Au diable les spécialistes, la chronologie, les expositions thématiques tirées par les cheveux du matérialisme mécaniste, au diable les cartels qui rompent la magie du spectacle... Le cabinet de curiosité porte bien son nom, ouvert à tous les possibles, et pour le mettre en valeur, Jean-Hubert Martin joue des effets de lumière, des associations et des contraires, des rimes poétiques qui renvoient au réel comme à l'imaginaire. (L'Art au large, ed. Flammarion)

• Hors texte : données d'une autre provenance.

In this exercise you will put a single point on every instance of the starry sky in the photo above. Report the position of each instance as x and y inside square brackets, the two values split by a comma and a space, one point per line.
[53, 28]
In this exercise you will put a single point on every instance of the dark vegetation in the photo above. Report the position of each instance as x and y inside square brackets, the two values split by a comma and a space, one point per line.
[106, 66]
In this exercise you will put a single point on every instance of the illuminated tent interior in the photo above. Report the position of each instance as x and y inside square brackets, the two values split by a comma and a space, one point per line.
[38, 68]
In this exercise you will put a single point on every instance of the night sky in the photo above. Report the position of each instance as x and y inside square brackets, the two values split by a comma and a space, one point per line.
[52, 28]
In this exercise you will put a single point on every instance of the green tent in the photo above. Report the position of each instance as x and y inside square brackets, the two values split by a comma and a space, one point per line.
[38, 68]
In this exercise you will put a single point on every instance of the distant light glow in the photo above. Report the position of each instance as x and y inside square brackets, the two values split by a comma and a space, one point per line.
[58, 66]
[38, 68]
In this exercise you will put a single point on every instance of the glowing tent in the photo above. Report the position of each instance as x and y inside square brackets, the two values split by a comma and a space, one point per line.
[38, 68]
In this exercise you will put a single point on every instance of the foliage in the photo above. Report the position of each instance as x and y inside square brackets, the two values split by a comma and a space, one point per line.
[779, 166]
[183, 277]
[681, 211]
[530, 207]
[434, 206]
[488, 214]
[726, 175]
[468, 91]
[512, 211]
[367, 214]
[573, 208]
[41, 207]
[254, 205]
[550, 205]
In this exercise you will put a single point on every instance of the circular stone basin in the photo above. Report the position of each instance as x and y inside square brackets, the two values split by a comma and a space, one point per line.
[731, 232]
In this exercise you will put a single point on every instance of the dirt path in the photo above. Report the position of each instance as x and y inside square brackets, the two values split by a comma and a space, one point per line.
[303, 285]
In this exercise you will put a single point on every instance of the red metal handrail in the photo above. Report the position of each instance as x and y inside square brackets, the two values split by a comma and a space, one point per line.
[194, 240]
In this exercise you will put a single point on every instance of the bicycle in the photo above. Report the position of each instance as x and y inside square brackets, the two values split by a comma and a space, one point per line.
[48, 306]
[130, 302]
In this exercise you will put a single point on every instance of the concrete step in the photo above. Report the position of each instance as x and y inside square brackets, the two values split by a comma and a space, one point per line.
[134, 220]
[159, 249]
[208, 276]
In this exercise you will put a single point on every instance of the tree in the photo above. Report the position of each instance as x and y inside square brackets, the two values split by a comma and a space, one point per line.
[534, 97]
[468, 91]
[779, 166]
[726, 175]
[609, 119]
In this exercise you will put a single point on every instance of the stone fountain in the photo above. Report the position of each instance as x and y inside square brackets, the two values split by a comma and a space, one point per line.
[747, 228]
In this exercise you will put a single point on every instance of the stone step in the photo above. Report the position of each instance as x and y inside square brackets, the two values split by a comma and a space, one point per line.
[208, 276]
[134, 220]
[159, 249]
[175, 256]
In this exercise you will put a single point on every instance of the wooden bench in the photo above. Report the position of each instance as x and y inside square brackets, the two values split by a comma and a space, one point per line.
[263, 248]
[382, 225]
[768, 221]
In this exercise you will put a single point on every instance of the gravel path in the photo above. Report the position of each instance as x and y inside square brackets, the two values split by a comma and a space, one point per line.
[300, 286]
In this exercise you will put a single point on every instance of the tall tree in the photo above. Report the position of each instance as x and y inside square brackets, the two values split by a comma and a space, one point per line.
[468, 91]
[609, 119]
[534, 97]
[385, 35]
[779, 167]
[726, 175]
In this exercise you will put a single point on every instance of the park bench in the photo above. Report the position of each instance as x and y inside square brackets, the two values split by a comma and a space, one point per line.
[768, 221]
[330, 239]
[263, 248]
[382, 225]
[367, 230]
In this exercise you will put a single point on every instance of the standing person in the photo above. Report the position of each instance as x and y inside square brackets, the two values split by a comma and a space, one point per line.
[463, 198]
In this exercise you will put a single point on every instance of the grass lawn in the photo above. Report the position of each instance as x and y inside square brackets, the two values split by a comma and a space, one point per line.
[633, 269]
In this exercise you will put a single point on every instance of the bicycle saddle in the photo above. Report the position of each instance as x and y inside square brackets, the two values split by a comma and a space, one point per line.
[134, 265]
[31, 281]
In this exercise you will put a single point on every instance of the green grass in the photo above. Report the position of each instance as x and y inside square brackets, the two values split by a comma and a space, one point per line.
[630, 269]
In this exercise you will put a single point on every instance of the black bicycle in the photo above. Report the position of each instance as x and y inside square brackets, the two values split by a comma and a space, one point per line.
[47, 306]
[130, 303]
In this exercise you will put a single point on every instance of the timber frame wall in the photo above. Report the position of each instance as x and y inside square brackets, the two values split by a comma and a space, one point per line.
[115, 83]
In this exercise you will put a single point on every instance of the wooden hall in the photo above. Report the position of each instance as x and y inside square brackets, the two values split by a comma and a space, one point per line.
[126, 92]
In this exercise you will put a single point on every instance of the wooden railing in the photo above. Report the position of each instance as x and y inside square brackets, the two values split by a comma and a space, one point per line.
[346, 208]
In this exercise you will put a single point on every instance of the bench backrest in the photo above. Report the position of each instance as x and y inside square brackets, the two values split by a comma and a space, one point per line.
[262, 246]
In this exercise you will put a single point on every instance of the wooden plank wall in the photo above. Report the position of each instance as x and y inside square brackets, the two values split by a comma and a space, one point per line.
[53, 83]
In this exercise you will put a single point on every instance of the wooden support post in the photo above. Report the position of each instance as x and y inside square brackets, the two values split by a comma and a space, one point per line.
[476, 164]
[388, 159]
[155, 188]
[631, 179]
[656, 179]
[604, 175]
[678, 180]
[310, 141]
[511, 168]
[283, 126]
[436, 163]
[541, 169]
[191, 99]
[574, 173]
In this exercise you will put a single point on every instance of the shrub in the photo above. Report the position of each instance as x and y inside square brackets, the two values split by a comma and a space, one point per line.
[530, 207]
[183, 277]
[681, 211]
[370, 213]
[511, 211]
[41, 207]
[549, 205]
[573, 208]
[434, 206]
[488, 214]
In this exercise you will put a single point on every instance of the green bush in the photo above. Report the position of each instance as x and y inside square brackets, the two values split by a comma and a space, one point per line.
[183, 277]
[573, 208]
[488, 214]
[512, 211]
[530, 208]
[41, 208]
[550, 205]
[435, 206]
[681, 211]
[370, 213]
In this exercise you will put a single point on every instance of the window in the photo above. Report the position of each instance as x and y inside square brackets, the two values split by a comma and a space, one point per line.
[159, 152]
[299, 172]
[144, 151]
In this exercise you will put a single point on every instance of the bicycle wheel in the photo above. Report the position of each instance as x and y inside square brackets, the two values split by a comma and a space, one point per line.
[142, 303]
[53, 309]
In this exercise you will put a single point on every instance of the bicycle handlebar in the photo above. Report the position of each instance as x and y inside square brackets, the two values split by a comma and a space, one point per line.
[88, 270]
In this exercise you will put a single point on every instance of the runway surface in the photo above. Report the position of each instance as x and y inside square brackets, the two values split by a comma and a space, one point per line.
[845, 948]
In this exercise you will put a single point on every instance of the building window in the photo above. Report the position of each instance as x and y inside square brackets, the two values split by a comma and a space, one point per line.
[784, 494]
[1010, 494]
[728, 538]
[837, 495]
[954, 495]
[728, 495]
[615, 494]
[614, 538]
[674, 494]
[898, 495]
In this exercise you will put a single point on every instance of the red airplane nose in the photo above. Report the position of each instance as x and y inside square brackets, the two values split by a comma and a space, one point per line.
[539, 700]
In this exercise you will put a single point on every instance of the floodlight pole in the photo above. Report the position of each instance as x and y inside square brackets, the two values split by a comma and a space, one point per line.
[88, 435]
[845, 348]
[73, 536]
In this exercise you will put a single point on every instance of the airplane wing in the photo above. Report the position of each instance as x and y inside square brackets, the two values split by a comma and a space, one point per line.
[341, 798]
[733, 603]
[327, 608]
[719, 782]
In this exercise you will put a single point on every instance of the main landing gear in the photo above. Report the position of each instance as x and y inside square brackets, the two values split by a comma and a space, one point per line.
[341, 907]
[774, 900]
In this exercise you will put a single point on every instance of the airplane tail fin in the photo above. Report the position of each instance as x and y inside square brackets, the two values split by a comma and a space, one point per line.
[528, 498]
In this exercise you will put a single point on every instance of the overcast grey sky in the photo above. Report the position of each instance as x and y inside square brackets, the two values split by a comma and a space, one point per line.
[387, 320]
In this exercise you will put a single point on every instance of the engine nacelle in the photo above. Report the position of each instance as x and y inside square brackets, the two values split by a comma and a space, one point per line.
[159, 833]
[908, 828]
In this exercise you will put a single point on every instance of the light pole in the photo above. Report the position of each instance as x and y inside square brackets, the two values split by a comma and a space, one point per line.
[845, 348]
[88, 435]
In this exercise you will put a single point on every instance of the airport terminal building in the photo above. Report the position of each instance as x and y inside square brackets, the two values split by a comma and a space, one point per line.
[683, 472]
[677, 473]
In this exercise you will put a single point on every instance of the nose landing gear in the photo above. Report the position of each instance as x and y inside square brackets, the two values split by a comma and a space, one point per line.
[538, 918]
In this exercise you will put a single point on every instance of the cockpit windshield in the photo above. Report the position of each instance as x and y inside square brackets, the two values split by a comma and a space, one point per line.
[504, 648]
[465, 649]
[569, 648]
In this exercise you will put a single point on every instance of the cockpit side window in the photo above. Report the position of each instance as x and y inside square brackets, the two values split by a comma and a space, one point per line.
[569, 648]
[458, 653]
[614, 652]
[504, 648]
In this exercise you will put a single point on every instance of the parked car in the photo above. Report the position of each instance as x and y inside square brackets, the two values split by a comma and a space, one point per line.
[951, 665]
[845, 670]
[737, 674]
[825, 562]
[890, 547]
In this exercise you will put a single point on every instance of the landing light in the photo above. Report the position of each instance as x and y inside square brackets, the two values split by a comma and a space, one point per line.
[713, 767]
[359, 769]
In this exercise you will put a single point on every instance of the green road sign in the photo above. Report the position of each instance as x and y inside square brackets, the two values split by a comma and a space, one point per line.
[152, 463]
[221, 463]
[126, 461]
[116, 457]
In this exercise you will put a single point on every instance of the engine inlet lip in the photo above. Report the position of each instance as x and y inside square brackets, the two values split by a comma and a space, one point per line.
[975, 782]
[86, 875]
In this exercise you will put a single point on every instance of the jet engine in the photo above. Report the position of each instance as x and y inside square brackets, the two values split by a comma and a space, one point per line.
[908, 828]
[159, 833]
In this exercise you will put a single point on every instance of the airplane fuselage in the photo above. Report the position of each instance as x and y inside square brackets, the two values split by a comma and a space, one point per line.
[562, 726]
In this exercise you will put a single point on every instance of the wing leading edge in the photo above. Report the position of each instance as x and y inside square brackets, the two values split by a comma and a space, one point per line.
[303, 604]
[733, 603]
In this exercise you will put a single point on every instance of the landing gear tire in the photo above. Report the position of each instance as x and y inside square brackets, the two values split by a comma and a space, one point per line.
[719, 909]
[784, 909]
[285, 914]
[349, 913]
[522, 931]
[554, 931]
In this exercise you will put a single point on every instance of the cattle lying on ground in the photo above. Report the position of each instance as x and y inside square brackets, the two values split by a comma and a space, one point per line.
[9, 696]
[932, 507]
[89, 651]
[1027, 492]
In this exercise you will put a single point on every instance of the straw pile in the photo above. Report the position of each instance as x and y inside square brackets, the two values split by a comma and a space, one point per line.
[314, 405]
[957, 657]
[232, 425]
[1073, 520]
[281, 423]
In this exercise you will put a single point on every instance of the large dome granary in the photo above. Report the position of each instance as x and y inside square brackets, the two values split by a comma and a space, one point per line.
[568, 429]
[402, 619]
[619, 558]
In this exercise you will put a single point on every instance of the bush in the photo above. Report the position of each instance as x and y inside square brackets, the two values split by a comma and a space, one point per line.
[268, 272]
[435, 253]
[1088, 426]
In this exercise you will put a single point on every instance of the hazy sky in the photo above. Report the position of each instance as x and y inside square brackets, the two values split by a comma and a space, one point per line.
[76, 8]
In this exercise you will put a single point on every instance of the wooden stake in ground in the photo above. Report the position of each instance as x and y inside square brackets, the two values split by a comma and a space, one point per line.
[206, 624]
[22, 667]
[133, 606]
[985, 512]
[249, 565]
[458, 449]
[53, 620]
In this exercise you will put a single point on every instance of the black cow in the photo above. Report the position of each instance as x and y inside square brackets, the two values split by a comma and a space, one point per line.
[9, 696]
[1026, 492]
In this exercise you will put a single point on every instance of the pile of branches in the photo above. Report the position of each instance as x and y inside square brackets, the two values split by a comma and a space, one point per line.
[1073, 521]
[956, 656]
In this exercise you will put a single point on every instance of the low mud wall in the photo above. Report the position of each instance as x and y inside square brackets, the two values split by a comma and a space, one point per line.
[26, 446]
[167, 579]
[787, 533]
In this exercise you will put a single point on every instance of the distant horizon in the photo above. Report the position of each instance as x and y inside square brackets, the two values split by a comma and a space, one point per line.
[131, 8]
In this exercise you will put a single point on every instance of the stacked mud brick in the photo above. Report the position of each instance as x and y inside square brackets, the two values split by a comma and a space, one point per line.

Il y a vingt ans j'eus la chance de participer à plusieurs expositions-spectacles à commencer par Il était une fois la fête foraine à la Grande Halle de La Villette. Nous avions désacralisé la muséographie en immergeant les visiteurs dans un univers ludique. Avec le conservateur Zeev Gourarier et le scénographe Raymond Sarti nous avions réitéré l'exploit au Japon pour The Extraordinary Museum et à Monaco pour Jours de cirque. Ils m'avaient offert la liberté d'imaginer le son de ces gigantesques espaces où les œuvres reprenaient soudain vie, libérées du poids d'une pédagogie hautaine et de la poussière des cimaises formateuses pour donner à chacun le loisir de se les approprier en les interprétant à sa guise, seulement guidés par l'à propos des choix poétiques et plastiques.